Assistant U.S. Attorney John J. Field, who is handling the case, stated that Wheeler had gross income of approximately $4,600,000 in 2007, $5,600,000 in 2008, and $1,600,000 in 2009, but failed to file timely tax returns with the Internal Revenue Service to report this income.
In addition, Wheeler’s name is listed among the top 250 New York State Delinquent Taxpayers on the New York State Department of Taxation and Finance website. The website lists his total docketed balance of personal income tax due to New York State as of April 12, 2013 as $938,417.
The criminal charges are the culmination of an investigation by special agents of the Internal Revenue Service, Criminal Investigation, under the direction of Shantelle P. Kitchen, Acting Special Agent in Charge, New York Field Office.
These developments follow an ongoing civil case in which Wheeler is being sued by the federal Securities and Exchange Commission for alleged fraud. In relation to that case, federal authorities sought to seize several of Wheeler’s assets, including a Keuka lakefront home located in Barrington, a house in Victor, a bank account, and four vehicles, including a 2003 Ferrari Modena 360 and a 2007 BMW M6.

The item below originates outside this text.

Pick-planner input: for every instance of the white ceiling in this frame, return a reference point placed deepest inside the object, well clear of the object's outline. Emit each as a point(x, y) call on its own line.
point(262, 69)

Officials have seized a bank account with over $52,000, the Ferrari, a 2008 Honda CRV, a 2007 BMW M6 and a 2008 Hummer H2, according to Barbara Burns of the U.S. Attorney’s office. That office has also filed liens on the home at 6715 Golf View, Victor, assessed at $533,000, and 820 East Lake Road, Penn Yan, assessed at $450,000.
In papers filed by the SEC Jan. 14, 2011 in the U.S. District Court, Southern District of New York, Wheeler was accused of failing to disclose that he was being paid by certain issuers to promote their stock while selling millions of his own shares for profits in the millions. The case was transferred to the Western District Court in Rochester.
In April 2012, Wheeler agreed, without admitting wrongdoing, to pay a civil penalty and give up ill-gotten gains from the penny stock “pump-and-dump” scheme he ran from a website, OTCStockwatch.com.